De qualquer forma, a primeira bebida que eu pus na boca, no agradável sábado, foi justamente um chope. Mas esse foi em homenagem aos 15 anos de casamento da minha mãe e do meu padrasto. Quando o matrimônio, num mundo desgraçado como esse, perdura até as bodas de cristal, um chope é o mínimo que eu deveria beber para homenagear. Nunca vou esquecer quando Alicio, que já foi “tio Alicio” quando só dava uns pegas escondidos na minha mãe há 15 anos, começou a morar com a gente. Na primeira noite, ele brincou comigo e com o meu irmão (duas porrinhas de oito e dez anos) até a meia-noite, e falou cheio de alegria: “amanhã, vamos brincar assim que vocês acordarem!”. Levantamos às seis e pulamos nele… Ele alegou uma dor no rim… Como eu não sabia direito o que era rim, voltei desolado para o meu quarto. O puto tinha conquistado a gente e arranjado uma dor no rim!

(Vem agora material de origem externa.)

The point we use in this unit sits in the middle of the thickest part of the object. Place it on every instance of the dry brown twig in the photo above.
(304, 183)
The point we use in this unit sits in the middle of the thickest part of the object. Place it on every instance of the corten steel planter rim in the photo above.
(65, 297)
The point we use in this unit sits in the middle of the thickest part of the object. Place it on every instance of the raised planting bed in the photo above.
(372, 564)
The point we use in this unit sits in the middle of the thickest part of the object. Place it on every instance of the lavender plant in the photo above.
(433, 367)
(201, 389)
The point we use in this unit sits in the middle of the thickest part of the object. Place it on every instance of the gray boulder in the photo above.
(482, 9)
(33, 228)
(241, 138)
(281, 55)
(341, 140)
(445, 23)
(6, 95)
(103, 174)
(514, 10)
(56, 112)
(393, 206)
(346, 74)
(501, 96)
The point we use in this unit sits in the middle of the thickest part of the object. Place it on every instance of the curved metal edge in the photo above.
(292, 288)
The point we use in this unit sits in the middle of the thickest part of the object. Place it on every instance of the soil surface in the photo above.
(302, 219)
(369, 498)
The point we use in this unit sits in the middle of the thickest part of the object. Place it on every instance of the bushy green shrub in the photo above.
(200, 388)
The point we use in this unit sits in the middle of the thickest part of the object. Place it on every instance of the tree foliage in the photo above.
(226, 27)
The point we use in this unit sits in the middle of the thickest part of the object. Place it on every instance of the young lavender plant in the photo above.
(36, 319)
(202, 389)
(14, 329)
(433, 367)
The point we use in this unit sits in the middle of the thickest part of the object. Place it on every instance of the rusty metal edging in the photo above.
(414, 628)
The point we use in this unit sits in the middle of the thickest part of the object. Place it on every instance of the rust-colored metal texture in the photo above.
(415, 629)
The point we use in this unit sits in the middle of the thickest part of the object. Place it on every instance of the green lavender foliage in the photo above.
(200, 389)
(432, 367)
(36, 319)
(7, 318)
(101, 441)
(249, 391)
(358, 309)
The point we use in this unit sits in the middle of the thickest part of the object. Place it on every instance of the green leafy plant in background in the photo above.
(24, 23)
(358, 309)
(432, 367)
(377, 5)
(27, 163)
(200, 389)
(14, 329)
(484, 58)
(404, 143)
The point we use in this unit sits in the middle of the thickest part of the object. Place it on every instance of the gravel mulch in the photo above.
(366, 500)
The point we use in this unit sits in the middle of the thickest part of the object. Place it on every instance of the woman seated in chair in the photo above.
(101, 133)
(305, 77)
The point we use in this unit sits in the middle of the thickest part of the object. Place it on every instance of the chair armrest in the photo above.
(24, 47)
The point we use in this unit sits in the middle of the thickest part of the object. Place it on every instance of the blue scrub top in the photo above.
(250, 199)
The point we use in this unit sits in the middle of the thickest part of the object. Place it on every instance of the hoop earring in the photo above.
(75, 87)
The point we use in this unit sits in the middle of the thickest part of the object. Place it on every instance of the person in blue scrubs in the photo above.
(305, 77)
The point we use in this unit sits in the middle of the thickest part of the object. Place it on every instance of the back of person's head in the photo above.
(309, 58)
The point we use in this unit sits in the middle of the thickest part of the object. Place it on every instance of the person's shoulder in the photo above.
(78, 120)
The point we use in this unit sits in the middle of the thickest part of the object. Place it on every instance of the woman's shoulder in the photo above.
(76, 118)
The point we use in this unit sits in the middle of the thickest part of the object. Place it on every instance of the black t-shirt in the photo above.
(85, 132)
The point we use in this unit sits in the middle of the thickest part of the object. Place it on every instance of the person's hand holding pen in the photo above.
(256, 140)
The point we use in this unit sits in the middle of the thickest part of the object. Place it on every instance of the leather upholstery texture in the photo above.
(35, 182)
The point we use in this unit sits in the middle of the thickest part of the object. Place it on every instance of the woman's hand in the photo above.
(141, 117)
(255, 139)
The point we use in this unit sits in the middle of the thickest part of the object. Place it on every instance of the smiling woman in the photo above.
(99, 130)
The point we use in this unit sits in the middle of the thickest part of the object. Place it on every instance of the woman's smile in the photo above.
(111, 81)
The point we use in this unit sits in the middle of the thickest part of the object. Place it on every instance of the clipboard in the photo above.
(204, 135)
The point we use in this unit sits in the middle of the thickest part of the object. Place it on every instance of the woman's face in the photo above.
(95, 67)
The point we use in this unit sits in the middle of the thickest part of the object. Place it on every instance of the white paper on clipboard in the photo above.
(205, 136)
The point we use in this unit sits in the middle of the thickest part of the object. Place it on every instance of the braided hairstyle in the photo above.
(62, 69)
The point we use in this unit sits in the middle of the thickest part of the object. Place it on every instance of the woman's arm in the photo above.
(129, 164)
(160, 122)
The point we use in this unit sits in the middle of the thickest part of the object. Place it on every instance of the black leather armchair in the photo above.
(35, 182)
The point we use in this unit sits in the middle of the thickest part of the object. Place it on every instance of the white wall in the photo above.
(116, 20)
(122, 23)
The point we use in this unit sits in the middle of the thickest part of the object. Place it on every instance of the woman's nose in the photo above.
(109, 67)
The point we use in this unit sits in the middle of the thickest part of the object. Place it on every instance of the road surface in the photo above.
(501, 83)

Enfim, depois dessa comemoração, fui encontrar Thiago, meu parceiro de aventuras, e mais dois amigos. Fomos fazer aquilo que deixou os últimos dois posts fedendo a álcool: beber e beber. E assim foi, num boteco que cobra couvert às vezes (logo, às vezes é bom não ir), até as 4 da manhã engolindo malte, lúpulo e cevada sem o menor discernimento.

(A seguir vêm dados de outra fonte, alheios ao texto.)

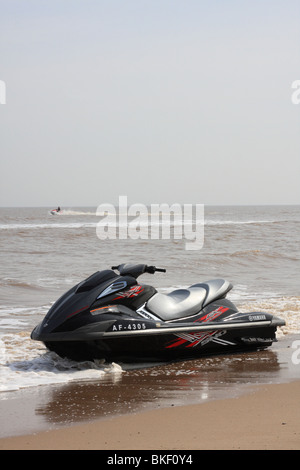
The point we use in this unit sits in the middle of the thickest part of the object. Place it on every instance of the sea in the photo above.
(256, 248)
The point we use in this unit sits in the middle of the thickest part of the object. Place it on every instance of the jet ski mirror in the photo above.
(135, 270)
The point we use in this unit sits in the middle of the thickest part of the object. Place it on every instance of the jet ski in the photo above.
(55, 211)
(111, 316)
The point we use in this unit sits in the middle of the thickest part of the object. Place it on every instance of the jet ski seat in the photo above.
(182, 303)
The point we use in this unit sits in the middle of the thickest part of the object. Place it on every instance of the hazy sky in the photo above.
(160, 100)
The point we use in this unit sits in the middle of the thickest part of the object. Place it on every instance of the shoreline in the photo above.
(265, 418)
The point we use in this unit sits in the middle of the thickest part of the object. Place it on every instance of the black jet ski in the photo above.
(111, 316)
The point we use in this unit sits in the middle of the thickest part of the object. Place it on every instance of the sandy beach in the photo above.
(267, 418)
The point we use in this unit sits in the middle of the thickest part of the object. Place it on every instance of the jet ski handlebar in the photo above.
(136, 270)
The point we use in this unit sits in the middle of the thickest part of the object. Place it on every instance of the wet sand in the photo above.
(241, 401)
(268, 418)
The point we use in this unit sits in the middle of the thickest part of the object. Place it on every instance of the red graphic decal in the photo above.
(213, 315)
(191, 340)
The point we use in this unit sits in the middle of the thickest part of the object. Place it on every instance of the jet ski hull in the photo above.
(163, 342)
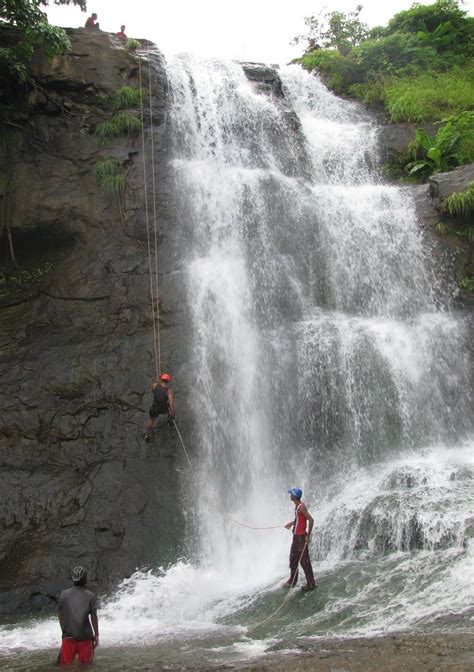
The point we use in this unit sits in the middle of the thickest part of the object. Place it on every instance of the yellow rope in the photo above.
(156, 325)
(237, 522)
(155, 219)
(155, 334)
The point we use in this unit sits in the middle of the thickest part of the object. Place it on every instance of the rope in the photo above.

Domingo eu fui à missa, fiz a confissão e pensei coisas boas. Fim.
Mentira, eu acordei já notando que o apodrecimento corporal estava próximo, mas não poderia findar meus bons dias com marasmo e desarranjos – a gente deixa isso para segunda-feira. Fomos para um churrasco na puta que o pariu, ou seja, Barra da Tijuca, um dos poucos lugares – juntamente com o Polo Norte, a Terra do Fogo e Campo Grande – longe de absolutamente tudo.

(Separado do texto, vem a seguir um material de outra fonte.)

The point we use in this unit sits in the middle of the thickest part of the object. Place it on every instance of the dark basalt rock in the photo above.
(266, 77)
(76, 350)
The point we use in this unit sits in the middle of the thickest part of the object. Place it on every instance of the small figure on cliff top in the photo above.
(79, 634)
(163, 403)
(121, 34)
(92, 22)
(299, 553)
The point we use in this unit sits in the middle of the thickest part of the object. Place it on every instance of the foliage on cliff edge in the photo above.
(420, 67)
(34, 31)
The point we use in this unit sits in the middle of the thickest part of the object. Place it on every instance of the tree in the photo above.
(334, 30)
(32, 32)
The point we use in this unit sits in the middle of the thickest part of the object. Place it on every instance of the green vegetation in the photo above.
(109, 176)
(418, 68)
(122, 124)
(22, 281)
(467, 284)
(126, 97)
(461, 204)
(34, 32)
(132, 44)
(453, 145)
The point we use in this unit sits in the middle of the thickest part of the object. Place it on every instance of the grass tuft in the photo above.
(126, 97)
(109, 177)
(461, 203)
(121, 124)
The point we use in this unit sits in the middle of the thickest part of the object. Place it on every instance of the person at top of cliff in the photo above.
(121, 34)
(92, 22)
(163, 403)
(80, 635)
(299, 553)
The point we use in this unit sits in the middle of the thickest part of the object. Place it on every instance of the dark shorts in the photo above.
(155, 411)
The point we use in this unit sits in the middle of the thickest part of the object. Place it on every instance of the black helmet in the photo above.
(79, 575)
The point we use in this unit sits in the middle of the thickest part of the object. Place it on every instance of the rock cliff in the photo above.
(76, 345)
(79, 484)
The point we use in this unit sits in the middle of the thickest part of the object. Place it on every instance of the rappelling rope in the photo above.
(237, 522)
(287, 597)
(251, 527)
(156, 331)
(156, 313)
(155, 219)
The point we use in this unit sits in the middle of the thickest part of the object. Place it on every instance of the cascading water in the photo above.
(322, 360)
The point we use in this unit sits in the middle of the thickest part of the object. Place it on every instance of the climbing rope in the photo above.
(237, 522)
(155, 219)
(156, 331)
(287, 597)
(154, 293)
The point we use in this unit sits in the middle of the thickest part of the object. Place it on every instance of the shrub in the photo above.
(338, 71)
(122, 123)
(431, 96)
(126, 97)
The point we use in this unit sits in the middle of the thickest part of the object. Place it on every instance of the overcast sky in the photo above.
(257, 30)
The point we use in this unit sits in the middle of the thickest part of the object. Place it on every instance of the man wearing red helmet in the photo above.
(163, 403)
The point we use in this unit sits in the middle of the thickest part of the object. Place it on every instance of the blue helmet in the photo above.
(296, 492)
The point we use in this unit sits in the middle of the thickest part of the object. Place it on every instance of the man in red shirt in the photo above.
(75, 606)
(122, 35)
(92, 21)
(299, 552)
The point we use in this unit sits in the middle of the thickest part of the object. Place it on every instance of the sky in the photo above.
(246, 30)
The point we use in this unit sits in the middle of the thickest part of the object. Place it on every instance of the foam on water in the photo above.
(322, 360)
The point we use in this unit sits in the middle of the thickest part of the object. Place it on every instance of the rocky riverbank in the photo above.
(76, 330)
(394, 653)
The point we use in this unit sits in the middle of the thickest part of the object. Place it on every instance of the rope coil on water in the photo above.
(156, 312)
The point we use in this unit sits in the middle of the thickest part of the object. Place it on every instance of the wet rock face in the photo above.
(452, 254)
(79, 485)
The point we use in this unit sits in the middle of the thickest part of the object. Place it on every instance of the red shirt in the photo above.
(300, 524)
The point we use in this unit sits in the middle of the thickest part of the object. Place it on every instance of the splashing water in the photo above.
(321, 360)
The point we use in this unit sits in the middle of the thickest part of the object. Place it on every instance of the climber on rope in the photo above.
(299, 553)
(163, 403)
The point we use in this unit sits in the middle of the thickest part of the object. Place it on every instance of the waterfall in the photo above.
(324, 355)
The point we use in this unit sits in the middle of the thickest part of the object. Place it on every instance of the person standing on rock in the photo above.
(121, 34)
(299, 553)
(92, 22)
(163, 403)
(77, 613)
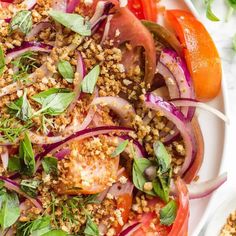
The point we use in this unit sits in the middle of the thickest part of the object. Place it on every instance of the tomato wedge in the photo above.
(144, 9)
(200, 53)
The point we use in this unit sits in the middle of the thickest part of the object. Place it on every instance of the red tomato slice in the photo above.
(200, 53)
(180, 226)
(144, 9)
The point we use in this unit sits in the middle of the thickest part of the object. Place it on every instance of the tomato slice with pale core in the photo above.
(200, 53)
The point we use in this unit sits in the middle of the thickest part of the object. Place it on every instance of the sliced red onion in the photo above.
(186, 102)
(11, 185)
(80, 135)
(37, 28)
(25, 47)
(119, 105)
(62, 153)
(107, 29)
(5, 158)
(59, 5)
(203, 189)
(173, 114)
(71, 5)
(130, 229)
(139, 149)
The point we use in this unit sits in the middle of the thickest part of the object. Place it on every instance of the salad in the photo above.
(98, 130)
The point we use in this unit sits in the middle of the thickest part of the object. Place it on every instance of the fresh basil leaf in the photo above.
(40, 97)
(2, 61)
(91, 229)
(210, 15)
(89, 82)
(21, 108)
(26, 155)
(56, 103)
(30, 187)
(10, 209)
(14, 164)
(121, 147)
(22, 21)
(74, 22)
(36, 227)
(168, 213)
(55, 232)
(50, 165)
(139, 166)
(162, 156)
(234, 43)
(66, 70)
(161, 185)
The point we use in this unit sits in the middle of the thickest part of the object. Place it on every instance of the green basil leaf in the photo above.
(168, 213)
(26, 155)
(21, 108)
(14, 164)
(55, 232)
(66, 70)
(40, 97)
(36, 227)
(210, 15)
(30, 187)
(91, 229)
(89, 82)
(10, 209)
(234, 43)
(139, 166)
(74, 22)
(161, 185)
(121, 147)
(22, 21)
(50, 165)
(162, 156)
(56, 103)
(2, 61)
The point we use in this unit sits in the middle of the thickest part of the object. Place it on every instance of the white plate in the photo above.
(215, 136)
(221, 214)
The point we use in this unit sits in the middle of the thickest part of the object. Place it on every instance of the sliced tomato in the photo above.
(144, 9)
(196, 165)
(180, 226)
(200, 53)
(87, 174)
(131, 30)
(147, 219)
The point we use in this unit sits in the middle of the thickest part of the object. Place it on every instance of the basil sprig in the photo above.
(66, 70)
(26, 155)
(168, 213)
(9, 209)
(74, 22)
(22, 21)
(161, 181)
(89, 82)
(2, 61)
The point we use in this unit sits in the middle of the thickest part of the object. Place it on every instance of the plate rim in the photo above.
(225, 105)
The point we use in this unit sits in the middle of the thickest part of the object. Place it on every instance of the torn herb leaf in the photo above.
(74, 22)
(168, 213)
(22, 21)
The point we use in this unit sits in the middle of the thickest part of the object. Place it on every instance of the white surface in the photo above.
(213, 129)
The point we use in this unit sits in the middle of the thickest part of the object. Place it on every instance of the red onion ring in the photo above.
(27, 46)
(119, 105)
(174, 115)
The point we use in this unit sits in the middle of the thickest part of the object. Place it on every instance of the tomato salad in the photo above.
(98, 130)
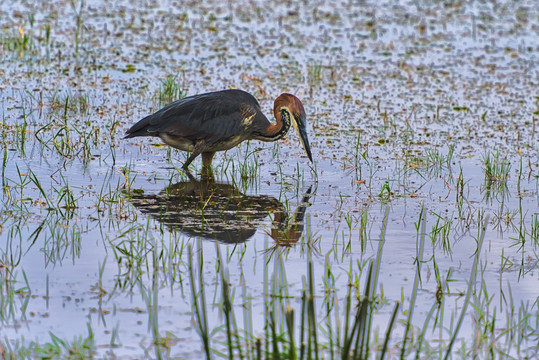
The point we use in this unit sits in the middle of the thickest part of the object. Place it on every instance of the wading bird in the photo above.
(218, 121)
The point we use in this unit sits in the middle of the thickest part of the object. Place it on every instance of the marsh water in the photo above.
(422, 118)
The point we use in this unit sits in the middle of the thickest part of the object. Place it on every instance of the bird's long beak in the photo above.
(299, 125)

A pior coisa da Barra é a quantidade inescrupulosa de condomínios-bairros-fechados. O churrasco ficava dentro de um – o Nova Ipanema. Entrando lá, eu fiquei com a impressão de que a criança que nasce num lugar como aquele, não desenvolve absolutamente nenhuma resistência ao mundo de verdade: se comer um camarão, se esvairá em merda; se pisar na areia, vai ter uma micose bizarra, bicho geográfico etc; se pegar uma menininha sem sangue nobre, vai se encher de DST … É uma pena como se criam pessoas pasteurizadas nesse mundo. Para entrar, eu precisei mostrar identidade e pegar um crachá escrito “visitante”, que eu orgulhosamente deixei no pescoço, para mostrar que eu não sou desse mundo polido e altivo. Por último, era só tirar uma foto… Entrar na festa foi tão burocrático que eu pensei que ficaria estagnado para sempre no espaço cósmico entre o mundo real e o churrasco.
Estabelecido na solenidade, causo um espanto nos meus amigos só porque eu peguei um guaraná. Nesses momentos você repara que está entrando na pecha de bebum. Outra pecha que eu conquistei até o final do churrasco foi a de homossexual. Dona Filomena, a mãe do aniversariante, perguntou para seu rebento se “aqueles dois meninos eram gays”, sabe Deus por que ela ficou encafifada com isso, mas enfim. De qualquer forma, eu e Thiago, o meu namorado, de acordo com as caraminholas triviais da Filomena, rimos disso, pois temos plena convicção de que somos os maiores pegadores do pedaço, a gente só não tem a mínima sorte e nem muito atributos, mas um dia vão notar nosso valor.
E no fim de domingo, estava eu em casa, pensando apenas em cama, sonhando por antecipação e profundamente marcado pelo banho de álcool, de amizade e pelas gotinhas de amor que me encharcaram nos últimos quatro dias – que valeram como quatro semanas.